Optogenetics in understanding mechanisms of acute kidney injury

Abstract

Background: No approved pharmacological agents are available for the treatment and prevention of acute kidney injury (AKI). The nervous system has been reported to play an important role, directly or indirectly via the immune system, in the pathophysiology of AKI. Neuromodulation, such as vagus nerve stimulation and pulsed ultrasound, is emerging as an innovative therapeutic treatment for various diseases including AKI. However, lack of effective methods to selectively stimulate or inhibit neurons has hampered the complete understanding of the roles of the nervous system in AKI because electrical stimulation is nonspecific for cell types.
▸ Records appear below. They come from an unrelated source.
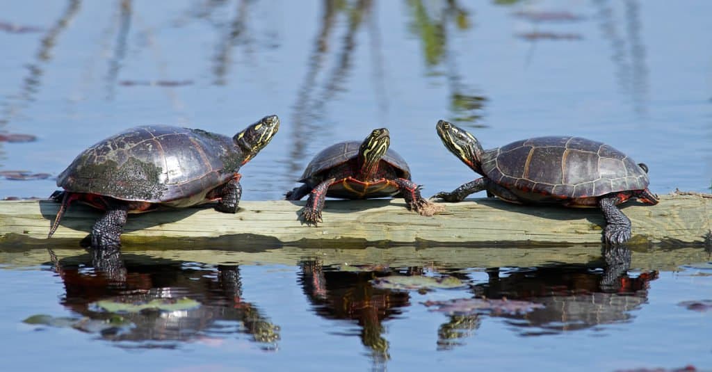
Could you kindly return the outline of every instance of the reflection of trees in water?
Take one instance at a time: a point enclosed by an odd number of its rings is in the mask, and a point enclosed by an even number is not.
[[[126,39],[131,30],[131,0],[122,0],[119,6],[119,31],[116,35],[116,48],[109,61],[106,76],[107,99],[110,100],[114,98],[116,78],[126,56]]]
[[[632,100],[633,109],[644,115],[646,109],[648,68],[645,62],[645,43],[641,38],[640,4],[635,0],[623,2],[625,31],[617,29],[613,4],[606,0],[595,0],[603,37],[609,41],[611,59],[621,91]],[[624,33],[624,34],[622,34]]]
[[[238,267],[215,267],[151,257],[122,257],[118,249],[90,253],[93,270],[82,267],[81,264],[87,259],[84,257],[64,259],[64,262],[60,262],[50,252],[64,282],[66,293],[61,300],[63,306],[85,319],[110,321],[118,315],[132,324],[127,329],[103,329],[101,336],[105,339],[132,341],[121,344],[125,347],[173,348],[179,342],[247,334],[262,348],[276,348],[279,327],[262,315],[254,304],[243,301]],[[68,264],[70,261],[80,264],[70,267]],[[93,304],[99,300],[144,304],[158,299],[182,298],[197,301],[199,306],[172,311],[114,314],[100,310]]]
[[[335,95],[345,90],[343,85],[349,76],[352,67],[352,56],[357,46],[356,34],[367,19],[373,18],[372,1],[357,0],[344,1],[338,0],[324,0],[323,14],[319,31],[314,39],[311,54],[307,66],[307,73],[304,81],[297,93],[292,117],[292,149],[286,162],[289,165],[288,172],[295,178],[304,166],[306,158],[307,143],[320,137],[323,132],[322,125],[317,124],[323,120],[326,105]],[[340,38],[338,50],[335,51],[333,58],[334,66],[330,72],[323,78],[323,83],[318,80],[323,69],[330,59],[330,40],[335,37],[333,35],[340,16],[346,19],[346,29]],[[371,19],[371,32],[377,33],[374,26],[375,21]],[[377,40],[372,36],[372,41]],[[377,46],[379,44],[374,43]],[[377,55],[379,53],[375,52]],[[377,61],[378,64],[379,61]],[[377,71],[380,66],[377,67]],[[375,81],[378,81],[377,76]],[[319,92],[319,91],[321,91]],[[378,89],[377,89],[377,91]]]
[[[437,3],[422,0],[409,0],[412,20],[409,29],[422,43],[425,63],[430,75],[439,74],[433,69],[441,63],[445,65],[445,75],[450,89],[451,121],[465,123],[466,126],[481,127],[476,123],[482,117],[481,110],[486,98],[472,93],[472,89],[463,83],[455,53],[452,51],[450,30],[464,31],[471,27],[470,12],[456,0]]]
[[[54,26],[40,39],[39,48],[35,54],[34,61],[26,65],[27,75],[22,80],[19,91],[16,95],[9,96],[11,100],[0,103],[4,106],[0,116],[0,130],[19,115],[25,106],[34,100],[35,95],[42,85],[44,66],[52,61],[52,51],[57,44],[57,39],[71,23],[80,7],[80,1],[70,0]],[[0,145],[0,159],[4,157],[4,151]]]

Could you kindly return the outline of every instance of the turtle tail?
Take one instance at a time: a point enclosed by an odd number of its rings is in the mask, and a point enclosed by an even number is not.
[[[67,207],[69,207],[69,203],[71,202],[71,200],[69,199],[69,194],[70,192],[67,192],[66,191],[56,191],[53,194],[52,194],[52,196],[50,197],[55,201],[59,201],[60,196],[61,196],[62,205],[59,207],[59,210],[57,211],[57,217],[54,218],[54,222],[52,223],[52,227],[50,228],[49,234],[47,234],[48,239],[52,237],[52,234],[57,230],[57,227],[59,227],[59,222],[62,220],[62,216],[64,215],[64,212],[66,212]]]

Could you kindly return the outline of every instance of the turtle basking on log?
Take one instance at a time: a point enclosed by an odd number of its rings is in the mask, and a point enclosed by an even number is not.
[[[345,141],[332,145],[316,155],[301,179],[304,185],[286,193],[287,200],[309,195],[301,215],[307,224],[322,222],[326,197],[370,199],[399,197],[408,209],[431,216],[444,209],[420,195],[420,187],[411,180],[408,164],[389,148],[386,128],[375,129],[362,142]]]
[[[80,201],[105,211],[91,229],[94,248],[120,246],[127,213],[159,206],[186,207],[217,201],[235,213],[242,195],[240,167],[277,133],[266,116],[230,137],[200,129],[149,125],[127,129],[85,150],[57,177],[52,195],[62,206],[52,236],[69,205]]]
[[[434,198],[459,202],[486,190],[488,196],[513,203],[598,207],[606,219],[604,237],[609,244],[631,237],[630,219],[617,205],[632,198],[658,202],[648,190],[647,166],[600,142],[538,137],[484,150],[472,135],[450,123],[440,120],[436,129],[445,147],[483,177]]]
Summary: A novel technique called optogenetics optically controls cells in living tissues, typically neurons, which have been genetically modified to express light-sensitive opsins. For example, channelrhodopsin-2 (ChR2), an opsin, is a nonselective cation channel residing in a cell membrane, which rapidly opens its gate after exposing to monochromatic light in the "blue" wavelength. Unlike electrodes, blue light can selectively depolarize ChR2-expressing neurons, mainly via the Na+ entry, evoking an action potential. Optogenetics that use ChR2 and several variants to modulate kinetic properties and inhibitory opsins help in understanding the roles of the nervous system in AKI, thus leading to a clinical application of neuromodulation to AKI treatment.